Grambling State University and Southern University will face off for the chance to play in the Toyota Southwestern Athletic Conference Football Championship in Houston on Dec. 2.
Saturday’s game in New Orleans, and the events leading up to it, are not only a chance for supporters to cheer on their team; they are a celebration of Louisiana’s historically black colleges and universities, organizers said Monday.
“When we stand together, and think as one, and do as one, in support of HBCUs, we help to strengthen our future and the lives of students who attend them,” said Dottie Belletto, president and CEO of New Orleans Convention Co., the firm that manages the Bayou Classic.
The annual face-off between the two historically black universities has brought thousands of visitors to New Orleans over Thanksgiving weekend annually since 1974, after the event was launched in Shreveport in a 1973 test run.
The nationally televised Saturday afternoon game is the big draw of the weekend affair, though other events will include a Friday night Greek Show & Battle of the Bands, a Saturday morning parade and a Sunday gospel brunch.
The parade, which has been held on Thanksgiving Day since 2012, has been moved this year to Saturday in an attempt to give fans more time to enjoy the holiday with their families, organizer Angela Young said.
Another featured event is a Friday business and technology challenge, in which students from eight HBCUs will present their plans to improve companies specializing in advanced manufacturing, clean energy and digital technologies.
Last year, more than 67,800 patrons attended the game, the highest attendance since before Hurricane Katrina, when turnout regularly topped 70,000.
That was only about 2,000 people fewer than the number who attended last year’s Super Bowl, Grambling President Richard Gallot said Monday at a gathering to celebrate the weekend affair.
“When you add to that the $50 million economic impact that Bayou Classic generates, it’s a really big deal,” he said.
This year, officials hope to see an even higher turnout, and early ticket sales look promising. More than 46,500 tickets have already been sold, which is about 6,000 more than were sold last year at this time.
Tourism officials are projecting 93 percent occupancy at area hotels on Friday night and 89 percent occupancy on Saturday.

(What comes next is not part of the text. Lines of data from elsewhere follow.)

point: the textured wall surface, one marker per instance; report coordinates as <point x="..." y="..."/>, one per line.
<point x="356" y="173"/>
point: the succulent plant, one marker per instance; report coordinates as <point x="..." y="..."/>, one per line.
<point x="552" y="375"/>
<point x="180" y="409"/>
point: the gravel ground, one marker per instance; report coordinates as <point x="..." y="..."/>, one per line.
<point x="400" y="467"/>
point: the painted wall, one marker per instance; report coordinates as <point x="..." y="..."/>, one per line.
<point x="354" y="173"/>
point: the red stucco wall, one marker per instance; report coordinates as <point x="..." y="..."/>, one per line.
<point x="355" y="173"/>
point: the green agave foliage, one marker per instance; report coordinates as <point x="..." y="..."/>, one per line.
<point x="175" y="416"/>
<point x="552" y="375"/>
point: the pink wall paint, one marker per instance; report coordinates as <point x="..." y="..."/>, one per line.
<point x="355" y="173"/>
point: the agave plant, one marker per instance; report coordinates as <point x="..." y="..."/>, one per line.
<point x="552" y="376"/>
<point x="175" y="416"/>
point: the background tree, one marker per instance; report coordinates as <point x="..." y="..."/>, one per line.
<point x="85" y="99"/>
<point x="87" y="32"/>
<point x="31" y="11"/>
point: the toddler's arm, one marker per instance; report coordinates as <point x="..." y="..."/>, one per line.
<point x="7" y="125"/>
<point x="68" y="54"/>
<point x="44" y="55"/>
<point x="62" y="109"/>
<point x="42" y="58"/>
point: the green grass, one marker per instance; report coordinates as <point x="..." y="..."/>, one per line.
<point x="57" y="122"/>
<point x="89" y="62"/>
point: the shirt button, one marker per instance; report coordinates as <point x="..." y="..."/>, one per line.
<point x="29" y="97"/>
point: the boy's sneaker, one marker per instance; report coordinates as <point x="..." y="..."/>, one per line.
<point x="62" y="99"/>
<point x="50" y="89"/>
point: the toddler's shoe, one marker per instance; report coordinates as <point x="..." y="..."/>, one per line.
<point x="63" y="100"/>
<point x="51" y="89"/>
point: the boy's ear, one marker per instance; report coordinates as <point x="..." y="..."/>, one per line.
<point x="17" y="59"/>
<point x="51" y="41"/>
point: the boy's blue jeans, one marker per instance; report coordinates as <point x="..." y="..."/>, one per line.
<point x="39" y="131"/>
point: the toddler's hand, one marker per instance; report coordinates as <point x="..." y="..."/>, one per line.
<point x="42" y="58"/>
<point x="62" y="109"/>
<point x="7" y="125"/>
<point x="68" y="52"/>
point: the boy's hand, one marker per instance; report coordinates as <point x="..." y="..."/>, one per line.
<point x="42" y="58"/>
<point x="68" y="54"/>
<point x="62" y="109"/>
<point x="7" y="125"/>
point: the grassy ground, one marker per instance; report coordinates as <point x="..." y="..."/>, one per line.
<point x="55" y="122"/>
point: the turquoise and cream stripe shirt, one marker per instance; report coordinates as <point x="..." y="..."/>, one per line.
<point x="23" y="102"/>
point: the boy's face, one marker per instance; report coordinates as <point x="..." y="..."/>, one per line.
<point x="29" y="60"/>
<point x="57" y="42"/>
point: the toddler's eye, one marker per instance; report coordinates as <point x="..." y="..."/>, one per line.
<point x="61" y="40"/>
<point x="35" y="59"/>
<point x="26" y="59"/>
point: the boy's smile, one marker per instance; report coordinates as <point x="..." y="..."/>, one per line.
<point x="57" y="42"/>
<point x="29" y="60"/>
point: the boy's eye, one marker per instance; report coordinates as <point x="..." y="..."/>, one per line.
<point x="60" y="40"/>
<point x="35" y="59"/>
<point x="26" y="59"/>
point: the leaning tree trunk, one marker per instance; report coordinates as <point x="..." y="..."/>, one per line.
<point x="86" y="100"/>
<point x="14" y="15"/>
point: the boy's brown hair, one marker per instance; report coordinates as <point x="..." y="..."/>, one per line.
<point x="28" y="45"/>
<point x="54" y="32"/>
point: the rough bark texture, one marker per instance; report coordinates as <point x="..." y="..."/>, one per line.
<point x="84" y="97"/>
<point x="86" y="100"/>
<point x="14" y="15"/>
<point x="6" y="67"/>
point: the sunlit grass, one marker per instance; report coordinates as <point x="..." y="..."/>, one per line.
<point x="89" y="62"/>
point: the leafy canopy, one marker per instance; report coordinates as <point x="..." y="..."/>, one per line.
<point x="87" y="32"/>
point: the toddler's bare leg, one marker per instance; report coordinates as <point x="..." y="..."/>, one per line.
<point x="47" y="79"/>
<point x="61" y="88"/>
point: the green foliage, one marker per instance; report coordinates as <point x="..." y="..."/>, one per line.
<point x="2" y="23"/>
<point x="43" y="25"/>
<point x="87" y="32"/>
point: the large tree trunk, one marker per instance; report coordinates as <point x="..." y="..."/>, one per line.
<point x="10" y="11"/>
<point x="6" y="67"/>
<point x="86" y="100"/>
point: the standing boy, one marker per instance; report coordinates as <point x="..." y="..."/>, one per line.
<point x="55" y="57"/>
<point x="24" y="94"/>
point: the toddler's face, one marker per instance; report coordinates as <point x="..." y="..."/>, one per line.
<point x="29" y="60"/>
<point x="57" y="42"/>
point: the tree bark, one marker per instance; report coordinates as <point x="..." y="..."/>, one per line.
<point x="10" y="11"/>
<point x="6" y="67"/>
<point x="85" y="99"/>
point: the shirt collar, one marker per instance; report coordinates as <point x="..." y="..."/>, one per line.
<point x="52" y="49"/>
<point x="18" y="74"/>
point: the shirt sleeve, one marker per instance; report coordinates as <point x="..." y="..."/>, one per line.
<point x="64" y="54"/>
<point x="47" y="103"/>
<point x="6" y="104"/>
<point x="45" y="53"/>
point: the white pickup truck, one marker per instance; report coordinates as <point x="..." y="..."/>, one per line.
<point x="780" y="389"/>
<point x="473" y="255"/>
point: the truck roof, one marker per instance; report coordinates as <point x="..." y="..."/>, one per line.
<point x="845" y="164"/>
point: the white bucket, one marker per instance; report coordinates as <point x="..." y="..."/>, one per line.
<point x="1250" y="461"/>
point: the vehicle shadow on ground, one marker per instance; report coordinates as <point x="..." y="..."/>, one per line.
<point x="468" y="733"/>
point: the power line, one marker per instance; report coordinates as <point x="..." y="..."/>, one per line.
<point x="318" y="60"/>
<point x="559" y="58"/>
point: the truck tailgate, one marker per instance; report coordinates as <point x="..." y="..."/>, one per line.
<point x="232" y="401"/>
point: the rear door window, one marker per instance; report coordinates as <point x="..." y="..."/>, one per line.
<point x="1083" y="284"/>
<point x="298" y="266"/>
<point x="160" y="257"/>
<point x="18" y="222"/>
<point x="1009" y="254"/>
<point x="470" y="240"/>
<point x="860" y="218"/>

That would be down slightly from last year’s occupancy, which was 96 percent on both days, though the projections are expected to grow as the event draws closer, said Kristian Sonnier of the New Orleans Convention and Visitors Bureau.

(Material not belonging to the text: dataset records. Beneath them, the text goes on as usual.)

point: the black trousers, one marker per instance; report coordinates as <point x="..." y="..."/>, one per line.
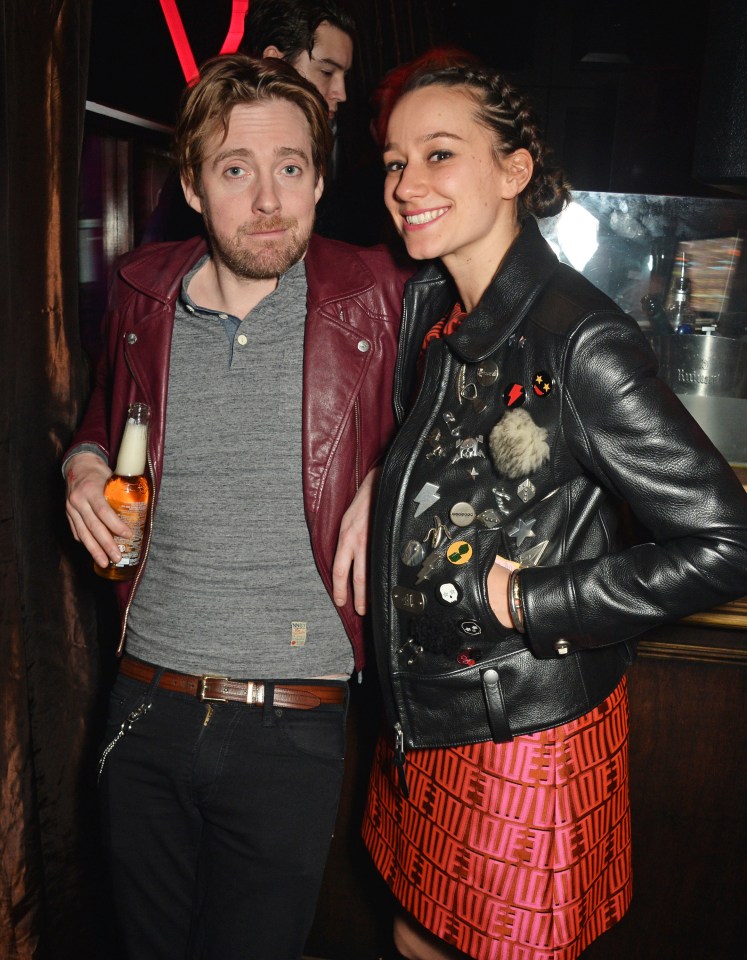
<point x="218" y="819"/>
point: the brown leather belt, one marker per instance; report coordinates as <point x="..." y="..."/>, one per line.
<point x="294" y="696"/>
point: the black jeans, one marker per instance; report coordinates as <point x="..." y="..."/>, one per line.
<point x="218" y="819"/>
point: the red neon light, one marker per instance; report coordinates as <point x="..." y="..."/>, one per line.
<point x="235" y="27"/>
<point x="181" y="42"/>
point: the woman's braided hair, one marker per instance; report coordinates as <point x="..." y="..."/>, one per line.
<point x="508" y="115"/>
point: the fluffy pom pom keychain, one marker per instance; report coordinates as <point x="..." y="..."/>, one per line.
<point x="518" y="445"/>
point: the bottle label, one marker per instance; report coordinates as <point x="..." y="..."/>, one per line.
<point x="134" y="515"/>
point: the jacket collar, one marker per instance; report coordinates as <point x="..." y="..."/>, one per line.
<point x="333" y="274"/>
<point x="157" y="270"/>
<point x="525" y="270"/>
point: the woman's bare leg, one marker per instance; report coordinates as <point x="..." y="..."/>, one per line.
<point x="414" y="942"/>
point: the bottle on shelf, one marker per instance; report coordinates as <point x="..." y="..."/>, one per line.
<point x="128" y="492"/>
<point x="682" y="317"/>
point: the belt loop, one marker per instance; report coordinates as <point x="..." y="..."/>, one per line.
<point x="152" y="687"/>
<point x="268" y="711"/>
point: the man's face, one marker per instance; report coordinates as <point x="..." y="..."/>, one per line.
<point x="258" y="189"/>
<point x="330" y="60"/>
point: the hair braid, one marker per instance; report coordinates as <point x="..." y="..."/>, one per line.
<point x="510" y="117"/>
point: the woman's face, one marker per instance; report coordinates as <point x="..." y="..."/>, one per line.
<point x="448" y="194"/>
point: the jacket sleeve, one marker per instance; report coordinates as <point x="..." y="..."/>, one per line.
<point x="626" y="428"/>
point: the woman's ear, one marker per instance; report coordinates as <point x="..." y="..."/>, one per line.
<point x="517" y="172"/>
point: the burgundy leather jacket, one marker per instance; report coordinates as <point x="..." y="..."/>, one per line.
<point x="354" y="306"/>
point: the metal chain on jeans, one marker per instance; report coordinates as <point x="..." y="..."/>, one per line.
<point x="125" y="728"/>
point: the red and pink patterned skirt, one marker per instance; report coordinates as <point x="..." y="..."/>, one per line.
<point x="511" y="851"/>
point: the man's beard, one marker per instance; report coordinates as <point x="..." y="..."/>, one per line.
<point x="265" y="259"/>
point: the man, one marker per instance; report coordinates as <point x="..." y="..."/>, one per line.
<point x="314" y="36"/>
<point x="266" y="357"/>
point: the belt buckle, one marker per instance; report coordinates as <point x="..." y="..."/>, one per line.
<point x="201" y="692"/>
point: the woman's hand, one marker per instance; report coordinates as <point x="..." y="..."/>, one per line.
<point x="352" y="545"/>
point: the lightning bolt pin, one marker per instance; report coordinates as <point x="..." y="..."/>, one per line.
<point x="427" y="497"/>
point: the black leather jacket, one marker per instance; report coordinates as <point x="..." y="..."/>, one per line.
<point x="617" y="452"/>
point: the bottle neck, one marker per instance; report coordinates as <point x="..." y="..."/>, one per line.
<point x="133" y="450"/>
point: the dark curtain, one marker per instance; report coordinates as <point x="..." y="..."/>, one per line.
<point x="48" y="656"/>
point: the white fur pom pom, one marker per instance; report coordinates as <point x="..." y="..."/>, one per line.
<point x="518" y="445"/>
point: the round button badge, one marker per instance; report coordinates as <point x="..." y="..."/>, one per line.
<point x="459" y="552"/>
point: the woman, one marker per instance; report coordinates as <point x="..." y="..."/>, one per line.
<point x="505" y="592"/>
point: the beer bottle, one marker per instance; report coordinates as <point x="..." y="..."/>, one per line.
<point x="128" y="493"/>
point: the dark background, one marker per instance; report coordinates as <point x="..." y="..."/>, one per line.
<point x="617" y="86"/>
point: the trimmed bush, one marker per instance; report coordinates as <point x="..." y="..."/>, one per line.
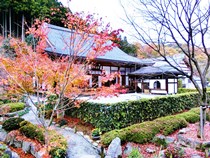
<point x="119" y="115"/>
<point x="15" y="106"/>
<point x="12" y="124"/>
<point x="146" y="131"/>
<point x="188" y="90"/>
<point x="32" y="131"/>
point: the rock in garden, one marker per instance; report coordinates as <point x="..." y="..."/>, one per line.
<point x="170" y="140"/>
<point x="86" y="137"/>
<point x="128" y="149"/>
<point x="184" y="130"/>
<point x="26" y="146"/>
<point x="68" y="129"/>
<point x="115" y="149"/>
<point x="195" y="156"/>
<point x="40" y="154"/>
<point x="150" y="151"/>
<point x="15" y="155"/>
<point x="8" y="151"/>
<point x="3" y="135"/>
<point x="80" y="133"/>
<point x="17" y="143"/>
<point x="86" y="156"/>
<point x="95" y="144"/>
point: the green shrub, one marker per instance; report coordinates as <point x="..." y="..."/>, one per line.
<point x="62" y="122"/>
<point x="173" y="151"/>
<point x="15" y="106"/>
<point x="146" y="131"/>
<point x="12" y="124"/>
<point x="21" y="113"/>
<point x="135" y="154"/>
<point x="32" y="131"/>
<point x="119" y="115"/>
<point x="23" y="123"/>
<point x="58" y="151"/>
<point x="188" y="90"/>
<point x="169" y="124"/>
<point x="190" y="117"/>
<point x="160" y="142"/>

The friendly rivalry between the two teams that has traditionally drawn such big crowds was on display Monday, as Gallot ended his speech by reminding onlookers of Grambling’s status as the “defending HBCU national champion.”
After it beat Southern 52-30 in the 2016 Bayou Classic, Grambling went on to secure the SWAC Championship title and to win the national Celebration Bowl in Atlanta, an affair that pits the SWAC champion against the champion of the Mid-Eastern Athletic Conference, or MEAC.
Both the SWAC and MEAC conferences feature historically black colleges.
Southern University Chancellor Ray Belton to Gallot responded with a joking shot at Grambling as he addressed the crowd.
“The news broadcast suggested that on Saturday, the weather will be sunny and calm,” he said. “I commit to you that by the end of the game on Saturday evening, the sun will be shining on Southern University.”
Over the past four decades, Southern has won the game 21 times, while Grambling has won it 22 times. Saturday will give Southern the chance to tie things back up.
Whoever wins will go up against Alcorn State University in December for the SWAC title.